# Data Aggregation
As a first step in the Places to Go Demo, we will need static venue data to create reccomendations from. In production, our venue sources will be managed by a Web Scraper bot that will handle crawling social media and updating the list based on activity. For now, we will populate a static set of 2,500 locations, which will be sourced from 5 cities. 

The five cities that have been requested by the client for the demo are:
- **New York**
- **Scottsdale**
- **Miami**
- **Los Angeles**
- **Chicago**

We will use the Yelp API to gather the top 500 rated locations in each city. We will then feed the `name` and `categories` field of each response to the AI model, which will seek to associate each venue with a list of keywords.

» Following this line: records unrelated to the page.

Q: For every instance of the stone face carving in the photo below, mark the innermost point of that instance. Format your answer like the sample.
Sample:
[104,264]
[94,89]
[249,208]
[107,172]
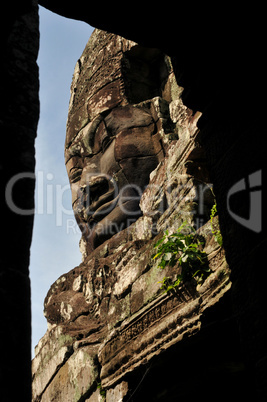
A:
[120,95]
[135,164]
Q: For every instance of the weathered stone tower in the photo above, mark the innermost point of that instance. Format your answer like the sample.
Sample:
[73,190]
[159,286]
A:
[136,168]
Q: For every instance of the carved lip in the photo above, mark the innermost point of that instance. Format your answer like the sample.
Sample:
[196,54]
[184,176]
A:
[103,206]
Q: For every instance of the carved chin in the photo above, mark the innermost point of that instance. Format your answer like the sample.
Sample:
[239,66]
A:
[122,216]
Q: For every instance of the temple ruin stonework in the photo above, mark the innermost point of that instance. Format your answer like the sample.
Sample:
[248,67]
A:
[136,168]
[112,332]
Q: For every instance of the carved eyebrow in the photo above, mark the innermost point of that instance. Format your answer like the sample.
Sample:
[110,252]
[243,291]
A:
[89,135]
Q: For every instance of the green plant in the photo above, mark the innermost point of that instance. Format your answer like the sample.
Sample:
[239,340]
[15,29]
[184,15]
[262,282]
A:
[182,248]
[215,229]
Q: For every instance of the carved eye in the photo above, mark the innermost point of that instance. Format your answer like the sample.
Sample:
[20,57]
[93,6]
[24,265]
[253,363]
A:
[75,174]
[105,143]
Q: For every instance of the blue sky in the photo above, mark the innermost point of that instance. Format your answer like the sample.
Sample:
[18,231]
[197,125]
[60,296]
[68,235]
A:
[55,244]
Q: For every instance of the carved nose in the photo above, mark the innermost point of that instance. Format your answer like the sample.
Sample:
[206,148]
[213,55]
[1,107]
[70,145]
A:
[92,190]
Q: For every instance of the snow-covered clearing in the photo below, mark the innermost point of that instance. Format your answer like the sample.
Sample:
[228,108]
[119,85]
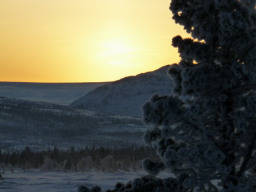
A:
[38,181]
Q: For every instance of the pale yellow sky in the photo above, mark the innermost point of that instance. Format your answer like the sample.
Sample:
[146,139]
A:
[84,40]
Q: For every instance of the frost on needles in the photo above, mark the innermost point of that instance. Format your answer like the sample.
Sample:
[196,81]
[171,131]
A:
[205,132]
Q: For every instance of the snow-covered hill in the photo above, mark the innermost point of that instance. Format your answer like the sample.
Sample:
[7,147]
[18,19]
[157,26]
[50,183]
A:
[59,93]
[41,125]
[126,96]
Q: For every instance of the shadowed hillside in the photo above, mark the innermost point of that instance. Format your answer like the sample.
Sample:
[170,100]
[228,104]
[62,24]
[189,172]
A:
[126,96]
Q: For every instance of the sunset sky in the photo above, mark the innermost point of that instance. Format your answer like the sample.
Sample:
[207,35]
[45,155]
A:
[84,40]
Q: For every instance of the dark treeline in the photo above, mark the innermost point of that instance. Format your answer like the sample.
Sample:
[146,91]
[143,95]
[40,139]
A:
[87,159]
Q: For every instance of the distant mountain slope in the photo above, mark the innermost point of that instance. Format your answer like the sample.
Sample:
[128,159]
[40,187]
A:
[126,96]
[59,93]
[42,125]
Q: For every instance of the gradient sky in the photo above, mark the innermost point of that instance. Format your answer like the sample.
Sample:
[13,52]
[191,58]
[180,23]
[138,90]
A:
[84,40]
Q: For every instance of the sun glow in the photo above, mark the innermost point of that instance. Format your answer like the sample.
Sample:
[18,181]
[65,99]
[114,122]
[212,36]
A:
[83,40]
[115,52]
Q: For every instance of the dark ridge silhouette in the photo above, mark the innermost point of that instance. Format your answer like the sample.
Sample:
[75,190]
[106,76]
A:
[127,95]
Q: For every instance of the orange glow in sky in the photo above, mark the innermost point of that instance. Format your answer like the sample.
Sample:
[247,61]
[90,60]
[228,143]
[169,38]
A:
[84,40]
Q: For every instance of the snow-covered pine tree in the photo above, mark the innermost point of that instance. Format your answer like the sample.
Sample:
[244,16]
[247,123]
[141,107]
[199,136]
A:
[205,132]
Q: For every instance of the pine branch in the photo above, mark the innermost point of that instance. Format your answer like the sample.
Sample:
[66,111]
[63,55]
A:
[247,156]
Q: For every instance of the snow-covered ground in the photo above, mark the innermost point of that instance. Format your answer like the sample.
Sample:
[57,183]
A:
[38,181]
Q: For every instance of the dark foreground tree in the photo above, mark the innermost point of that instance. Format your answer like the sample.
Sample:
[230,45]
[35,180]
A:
[205,132]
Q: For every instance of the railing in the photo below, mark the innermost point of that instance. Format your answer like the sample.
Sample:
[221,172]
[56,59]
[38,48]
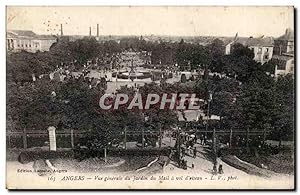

We will need to take the following steps to achieve our task:
1. Gather JSON objects for top 500 locations in each city
2. Extract exhaustive list of all categories from the 2,500 locations
3. Provide list of ChatGPT and prompt it to create a list of 20 keywords for each archetype
4. Design prompt for associating businesses with keywords based on `name` and `categories` field 
5. Run list of 2,500 businesses and store results in a JSON file.

In [9]:
import os
from dotenv import load_dotenv
load_dotenv("../.env")

YELP_API_KEY = os.getenv("YELP_API_KEY")
TRIP_ADVISOR_API_KEY = os.getenv("TRIP_ADVISOR_API_KEY")

## 1. Gather JSON Data of Locations
We want to start by using the `/businesses/search` endpoint of the Yelp Fusion API to gather the top 500 rated locations in each of our 5 cities. We will store these responses directly in JSON files to retrieve for future steps.

In [14]:
SEARCH_TERMS = ["tour", "activity", "experience", "resturant", "bar", "nightclub", "explore", "adventure", "museum", "nature"]

In [16]:
import requests
from tqdm import tqdm
from typing import Optional

# List of cities to search
CITIES = ["New%20York%20City", "Scottsdale", "Miami", "Los%20Angeles", "Chicago"]
CITY_CODES = ["NYC", "SCOTTSDALE", "MIAMI", "LA", "CHICAGO"]

CITY_TO_CODE = dict(zip(CITIES, CITY_CODES))

# Yelp Fusion API URL
API_URL = "https://api.yelp.com/v3"
BUSINESS_SEARCH_ENDPOINT = "/businesses/search"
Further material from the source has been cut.